We met an interesting scenario where HMaster had sent reportForDuty to himself during shutting down. 

Initially HMaster had registered himself as active master, but couldn't finish its initialization as Namespace table was not assigned due to some reason within the specified time,
{noformat}
2016-07-30 19:36:52,161 | FATAL | hadoopc1h2:21300.activeMasterManager | Failed to become active master | org.apache.hadoop.hbase.master.HMaster$1.run(HMaster.java:1610)
java.io.IOException: Timedout 300000ms waiting for namespace table to be assigned
	at org.apache.hadoop.hbase.master.TableNamespaceManager.start(TableNamespaceManager.java:102)
	at org.apache.hadoop.hbase.master.HMaster.initNamespace(HMaster.java:977)
	at org.apache.hadoop.hbase.master.HMaster.finishActiveMasterInitialization(HMaster.java:763)
	at org.apache.hadoop.hbase.master.HMaster.access$600(HMaster.java:171)
	at org.apache.hadoop.hbase.master.HMaster$1.run(HMaster.java:1606)
	at java.lang.Thread.run(Thread.java:745)
2016-07-30 19:36:52,162 | FATAL | hadoopc1h2:21300.activeMasterManager | Master server abort: loaded coprocessors are: [org.apache.hadoop.hbase.security.access.AccessController, org.apache.hadoop.hbase.index.coprocessor.master.IndexMasterObserver, org.apache.hadoop.hbase.JMXListener] | org.apache.hadoop.hbase.master.HMaster.abort(HMaster.java:1981)
2016-07-30 19:36:52,162 | FATAL | hadoopc1h2:21300.activeMasterManager | Unhandled exception.
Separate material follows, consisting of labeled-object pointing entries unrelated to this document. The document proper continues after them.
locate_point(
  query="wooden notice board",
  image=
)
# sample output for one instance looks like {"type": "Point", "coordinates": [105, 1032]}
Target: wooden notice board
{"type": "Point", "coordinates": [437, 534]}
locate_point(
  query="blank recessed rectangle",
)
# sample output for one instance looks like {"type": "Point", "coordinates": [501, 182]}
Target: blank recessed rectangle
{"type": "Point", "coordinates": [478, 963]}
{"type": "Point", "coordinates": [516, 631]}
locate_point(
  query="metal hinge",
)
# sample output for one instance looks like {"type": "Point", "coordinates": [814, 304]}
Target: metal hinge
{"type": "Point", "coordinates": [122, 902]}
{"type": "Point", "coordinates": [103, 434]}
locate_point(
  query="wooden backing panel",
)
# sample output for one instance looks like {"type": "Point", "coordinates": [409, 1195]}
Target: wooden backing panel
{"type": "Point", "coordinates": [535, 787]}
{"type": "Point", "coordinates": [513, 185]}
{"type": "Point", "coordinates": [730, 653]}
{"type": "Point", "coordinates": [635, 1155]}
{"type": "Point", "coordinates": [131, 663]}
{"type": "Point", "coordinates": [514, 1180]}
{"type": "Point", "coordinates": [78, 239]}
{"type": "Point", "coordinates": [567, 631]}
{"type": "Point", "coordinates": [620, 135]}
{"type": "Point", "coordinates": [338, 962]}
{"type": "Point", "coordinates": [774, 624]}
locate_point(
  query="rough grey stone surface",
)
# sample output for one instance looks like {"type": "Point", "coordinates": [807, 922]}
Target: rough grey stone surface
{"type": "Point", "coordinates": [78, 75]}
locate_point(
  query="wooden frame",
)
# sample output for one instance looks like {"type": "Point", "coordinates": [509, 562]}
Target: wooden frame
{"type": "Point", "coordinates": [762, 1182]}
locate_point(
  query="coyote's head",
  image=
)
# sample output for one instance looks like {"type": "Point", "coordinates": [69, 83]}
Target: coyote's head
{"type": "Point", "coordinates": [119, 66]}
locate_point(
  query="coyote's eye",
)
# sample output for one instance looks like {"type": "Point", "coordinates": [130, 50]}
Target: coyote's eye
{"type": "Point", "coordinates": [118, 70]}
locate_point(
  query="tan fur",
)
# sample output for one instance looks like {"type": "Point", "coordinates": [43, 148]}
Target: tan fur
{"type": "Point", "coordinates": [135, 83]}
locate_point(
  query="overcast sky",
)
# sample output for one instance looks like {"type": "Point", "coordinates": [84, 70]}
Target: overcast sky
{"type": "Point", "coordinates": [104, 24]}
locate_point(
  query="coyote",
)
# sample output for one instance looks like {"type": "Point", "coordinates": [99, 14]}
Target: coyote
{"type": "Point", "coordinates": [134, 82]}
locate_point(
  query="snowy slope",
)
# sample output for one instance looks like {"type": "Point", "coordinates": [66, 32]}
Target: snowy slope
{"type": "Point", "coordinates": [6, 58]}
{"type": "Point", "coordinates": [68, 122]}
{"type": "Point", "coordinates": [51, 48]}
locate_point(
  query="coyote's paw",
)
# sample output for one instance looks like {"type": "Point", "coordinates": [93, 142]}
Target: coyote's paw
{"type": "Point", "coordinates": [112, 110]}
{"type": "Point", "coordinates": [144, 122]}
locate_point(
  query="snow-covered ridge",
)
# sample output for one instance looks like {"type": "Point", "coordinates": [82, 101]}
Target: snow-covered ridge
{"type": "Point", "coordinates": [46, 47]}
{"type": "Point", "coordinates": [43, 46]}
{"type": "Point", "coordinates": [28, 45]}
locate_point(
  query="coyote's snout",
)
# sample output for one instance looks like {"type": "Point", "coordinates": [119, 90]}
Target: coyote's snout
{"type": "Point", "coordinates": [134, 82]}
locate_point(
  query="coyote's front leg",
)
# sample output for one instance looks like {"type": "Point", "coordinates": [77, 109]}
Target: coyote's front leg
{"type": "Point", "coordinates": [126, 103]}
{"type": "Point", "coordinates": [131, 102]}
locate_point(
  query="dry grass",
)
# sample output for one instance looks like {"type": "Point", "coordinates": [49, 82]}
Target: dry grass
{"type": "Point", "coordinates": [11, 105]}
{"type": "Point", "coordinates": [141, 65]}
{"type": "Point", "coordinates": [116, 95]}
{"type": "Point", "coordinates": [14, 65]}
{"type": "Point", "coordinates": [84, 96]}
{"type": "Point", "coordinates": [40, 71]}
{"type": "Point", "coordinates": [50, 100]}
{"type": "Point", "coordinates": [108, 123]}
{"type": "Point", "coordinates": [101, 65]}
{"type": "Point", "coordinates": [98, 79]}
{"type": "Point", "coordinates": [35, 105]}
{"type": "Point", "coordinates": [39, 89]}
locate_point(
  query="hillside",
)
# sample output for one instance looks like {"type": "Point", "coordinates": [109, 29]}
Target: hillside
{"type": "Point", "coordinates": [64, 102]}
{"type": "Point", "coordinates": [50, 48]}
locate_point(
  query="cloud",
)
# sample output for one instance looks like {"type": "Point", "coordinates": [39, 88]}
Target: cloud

Starting shutdown. | org.apache.hadoop.hbase.master.HMaster.abort(HMaster.java:1984)
java.io.IOException: Timedout 300000ms waiting for namespace table to be assigned
	at org.apache.hadoop.hbase.master.TableNamespaceManager.start(TableNamespaceManager.java:102)
	at org.apache.hadoop.hbase.master.HMaster.initNamespace(HMaster.java:977)
	at org.apache.hadoop.hbase.master.HMaster.finishActiveMasterInitialization(HMaster.java:763)
	at org.apache.hadoop.hbase.master.HMaster.access$600(HMaster.java:171)
	at org.apache.hadoop.hbase.master.HMaster$1.run(HMaster.java:1606)
	at java.lang.Thread.run(Thread.java:745)
2016-07-30 19:36:52,187 | INFO  | master/hadoopc1h2/172.16.19.51:21300 | reportForDuty to master=hadoopc1h2,21300,1469877905979 with port=21300, startcode=1469877905979 | org.apache.hadoop.hbase.regionserver.HRegionServer.reportForDuty(HRegionServer.java:2271)
2016-07-30 19:36:52,198 | INFO  | hadoopc1h2:21300.activeMasterManager | ConnectorServer stopped! | org.apache.hadoop.hbase.JMXListener.stopConnectorServer(JMXListener.java:160)
{noformat}
Above in the second last line, HMaster sent reportForDuty to himself.


Background:
1) During master startup HMasterCommandLine constructs the HMaster which starts another thread which is waiting to become active,
{code}
	startActiveMasterManager(infoPort);
{code}
 
2) Same time after constructing HMaster, HMasterCommandLine started the HMaster thread, 
{code}
	 HMaster master = HMaster.constructMaster(masterClass, conf, csm);
        if (master.isStopped()) {
          LOG.info("Won't bring the Master up as a shutdown is requested");
          return 1;
        }
        master.start();
        master.join();
{code}
which will be waiting at below code flow,
{noformat}
	HRegionServer
		run()
		   preRegistrationInitialization()
		      initializeZooKeeper()
			waitForMasterActive()
{noformat}

3) In HMaster,
{code}
  protected void waitForMasterActive(){
    boolean tablesOnMaster = BaseLoadBalancer.tablesOnMaster(conf);
    while (!(tablesOnMaster && isActiveMaster)
        && !isStopped() && !isAborted()) {
      sleeper.sleep();
    }
  }
{code}
HMaster will wait here until it is stopped/aborted as "hbase.balancer.tablesOnMaster" is not configured.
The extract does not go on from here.